Design and implementation of distributed batch processing framework in big promotion scenarios





Before this Double Eleven, we launched a new version of the batch processing framework, which fully supports the promotion of investment. Through SDK access, task logic can be directly implemented in business applications, and access is convenient; through centralized scheduling and task distribution, the processing efficiency is significantly improved.


background


In B-side systems, batch processing capabilities are indispensable. It can help users complete a series of actions in batches and reduce the cost of repeated operations. In the big promotion investment promotion system, we also need an online batch processing framework to support merchants’ batch product registration, batch main image marking, one-click publishing, export of submitted products, etc., so that merchants can batch upload data and manage Operation records, view detailed results of batch operations. The input data for these tasks comes from various sources, including Excel, DB, OpenSearch, etc. The framework needs to be able to support the parsing of various types of input data. At the same time, the investment promotion system has a large number of applications, and it needs to be able to support convenient access to applications in various domains at the same time. It is best to only introduce the package and then implement the task logic. In scenarios with large amounts of data, the framework needs to support refined scheduling of different types of task instances while ensuring system throughput and stability.


Overall program


▐Architectural design  


The business container is an application that accesses the framework, and the task center is the central application of the batch processing framework. The scheduling and status changes of the instance are completed in the task center, which facilitates centralized management; the execution logic of the instance is implemented in the business container, so the business container needs to be called back during execution.



▐Model   design


To schedule task instances in the dimension of a single data item, in addition to task registration information and task instances, a model of subtask instances also needs to be introduced. The task registration information object contains information such as the task type and execution current limit value of a certain task. Each time a user uploads data in batches, a main task instance will be generated, and a single data item corresponds to a subtask instance.


▐Main process  


The core process draws on the idea of ​​MapReduce, splitting a large task and distributing it to multiple machines for execution, and finally summarizing the results. When the business container is connected, it needs to implement the main instance splitting, sub-instance execution and result merging logic of a task. When the main instance is split, user input data will be parsed into sub-instances and stored in DB; sub-instance execution is the execution logic of a single data item; result merging is to display the processing results of sub-instances after statistics (such as generating task details in Excel).

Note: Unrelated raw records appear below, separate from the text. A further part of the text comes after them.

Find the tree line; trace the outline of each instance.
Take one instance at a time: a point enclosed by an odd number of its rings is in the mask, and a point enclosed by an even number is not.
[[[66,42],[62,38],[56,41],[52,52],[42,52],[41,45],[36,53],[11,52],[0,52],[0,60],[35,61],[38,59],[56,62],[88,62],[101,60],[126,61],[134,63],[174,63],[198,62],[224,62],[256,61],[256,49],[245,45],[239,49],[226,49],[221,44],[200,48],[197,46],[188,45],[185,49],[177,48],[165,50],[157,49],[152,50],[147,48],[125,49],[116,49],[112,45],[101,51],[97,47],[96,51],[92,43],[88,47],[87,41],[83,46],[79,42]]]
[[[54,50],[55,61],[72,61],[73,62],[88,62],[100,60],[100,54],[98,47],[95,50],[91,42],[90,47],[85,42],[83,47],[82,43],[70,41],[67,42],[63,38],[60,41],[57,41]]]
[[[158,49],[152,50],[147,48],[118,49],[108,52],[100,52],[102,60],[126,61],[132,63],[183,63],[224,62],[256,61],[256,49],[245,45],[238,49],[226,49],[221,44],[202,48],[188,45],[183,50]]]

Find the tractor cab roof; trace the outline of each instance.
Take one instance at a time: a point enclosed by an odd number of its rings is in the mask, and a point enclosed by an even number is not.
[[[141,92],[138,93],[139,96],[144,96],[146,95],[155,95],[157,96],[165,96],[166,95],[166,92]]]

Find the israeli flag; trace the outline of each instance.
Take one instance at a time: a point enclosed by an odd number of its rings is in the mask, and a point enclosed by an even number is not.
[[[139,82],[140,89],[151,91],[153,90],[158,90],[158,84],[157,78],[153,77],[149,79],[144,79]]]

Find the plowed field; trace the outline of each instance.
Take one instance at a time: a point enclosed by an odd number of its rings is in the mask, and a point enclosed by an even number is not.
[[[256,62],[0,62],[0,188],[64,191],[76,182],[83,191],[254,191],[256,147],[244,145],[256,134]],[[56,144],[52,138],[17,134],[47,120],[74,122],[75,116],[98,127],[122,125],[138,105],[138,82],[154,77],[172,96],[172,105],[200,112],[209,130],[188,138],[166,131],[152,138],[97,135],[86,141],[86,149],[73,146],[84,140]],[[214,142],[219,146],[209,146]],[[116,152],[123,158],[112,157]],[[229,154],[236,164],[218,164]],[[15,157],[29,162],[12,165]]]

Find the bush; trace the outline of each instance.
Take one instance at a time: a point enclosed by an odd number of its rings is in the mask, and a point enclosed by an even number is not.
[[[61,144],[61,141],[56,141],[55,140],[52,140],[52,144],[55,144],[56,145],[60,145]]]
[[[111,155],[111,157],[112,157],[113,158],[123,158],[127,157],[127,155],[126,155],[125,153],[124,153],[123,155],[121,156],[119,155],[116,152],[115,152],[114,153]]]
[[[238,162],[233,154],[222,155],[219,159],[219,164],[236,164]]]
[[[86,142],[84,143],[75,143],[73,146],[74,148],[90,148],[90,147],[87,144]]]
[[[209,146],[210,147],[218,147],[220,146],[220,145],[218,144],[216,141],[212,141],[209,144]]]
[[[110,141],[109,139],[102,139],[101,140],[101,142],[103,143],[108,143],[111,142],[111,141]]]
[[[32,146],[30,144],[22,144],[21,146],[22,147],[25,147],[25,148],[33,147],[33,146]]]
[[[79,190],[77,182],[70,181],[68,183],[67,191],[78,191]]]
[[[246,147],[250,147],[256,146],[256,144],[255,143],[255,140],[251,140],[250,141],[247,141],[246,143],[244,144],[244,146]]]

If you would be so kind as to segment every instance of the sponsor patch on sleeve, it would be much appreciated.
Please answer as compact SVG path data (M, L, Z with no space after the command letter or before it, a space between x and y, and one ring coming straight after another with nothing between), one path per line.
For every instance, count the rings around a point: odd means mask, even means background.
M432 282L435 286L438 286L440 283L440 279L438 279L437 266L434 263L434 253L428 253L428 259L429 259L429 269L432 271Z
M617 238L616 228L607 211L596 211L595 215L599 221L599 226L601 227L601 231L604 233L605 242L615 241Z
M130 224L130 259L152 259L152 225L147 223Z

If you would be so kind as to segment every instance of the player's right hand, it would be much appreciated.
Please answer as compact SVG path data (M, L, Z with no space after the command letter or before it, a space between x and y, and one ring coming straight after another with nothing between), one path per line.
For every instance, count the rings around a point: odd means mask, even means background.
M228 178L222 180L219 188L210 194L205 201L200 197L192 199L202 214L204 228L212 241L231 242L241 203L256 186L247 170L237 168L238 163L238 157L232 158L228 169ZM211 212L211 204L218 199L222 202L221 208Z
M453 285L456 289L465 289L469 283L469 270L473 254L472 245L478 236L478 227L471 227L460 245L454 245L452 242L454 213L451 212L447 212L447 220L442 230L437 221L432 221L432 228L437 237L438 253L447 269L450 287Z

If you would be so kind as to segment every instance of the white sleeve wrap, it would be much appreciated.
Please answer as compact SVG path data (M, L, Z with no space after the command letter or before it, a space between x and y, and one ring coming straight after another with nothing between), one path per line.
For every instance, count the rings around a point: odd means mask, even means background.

After the instance is triggered by scheduling, the task center will call the main instance splitting method implemented in the business container. After the main instance is split, data needs to be returned in batches. When the task center executes the instance, it will sweep out the sub-instances and distribute the sub-instances to the entire cluster of the task center through rocketmq spontaneous collection. After receiving the message, it calls the business container to execute the sub-instances. After getting the results, the sub-instance status is updated and the consumption is successful. . Regularly scan the sub-instance status of the executing main instance through the ScheduleX task. When all sub-instances are executed, the business container execution result merging logic is called back, and the task is finally archived.


▐State machine  


main task

Subtasks


Key technical points


▐Scheduling execution  


  • Current limiting component


The current limiting component uses the implementation in the guava package. When registering a task, you need to configure the current limiting value for the main instance and sub-instance execution respectively. Current limiting is also done in the task type dimension. During scheduling, the corresponding current limiting value is obtained according to the key of the task. device. The current limiter is cached locally on the machine. After expiration, the task registration information is re-queried and a new current limiter is created. Currently, current limiting is only implemented in the single-machine dimension. Divide the cluster current limiting number by the number of cluster machines in the task center to obtain the single-machine current limiting value.



  • Master instance scheduling


After the task instance is created, it will try to obtain the token once. If it can be obtained, the main instance will be directly triggered to execute the subsequent process. If the token is not obtained, the task will stay in the pending trigger state, waiting for the ScheduleX task to be picked up periodically and retry execution.



  • Subinstance scheduling


When the main instance is executed, it will first distribute all sub-instances to the entire cluster through rocketmq in the task center, and then synchronously call the business container to execute and obtain the results of the sub-instances. Current limiting of sub-instances is achieved by controlling the message consumption rate. Blocks the acquisition of tokens when consuming rocketmq in the task center. Because all task types share a topic, the message distribution rate is also capped. Otherwise, large instances will cause a backlog of messages and block the execution of other types of tasks.


If the machine is restarted before updating the sub-instance status, using the retry mechanism of mq, idempotent task types can be re-executed directly. For task types that do not support idempotent tasks, the sub-instance can be directly updated to fail when the message is retried.


▐Communication between center and client  


When executing the implementation logic of a task, the business container needs to be called back, and the SDK needs to support a communication method actively initiated by the task center. The specific implementation is:

  1. Client side: Provide Dubbo interface, register services when business applications are started, and use Dubbo groups to distinguish different applications (groups cannot be repeated, so use the application name directly as the group)

  2. Task center side: Register as a consumer of all business application services. When it is necessary to call back the business container, first find the corresponding consumer based on the application registered for the task, and initiate a call to the business application through the consumer.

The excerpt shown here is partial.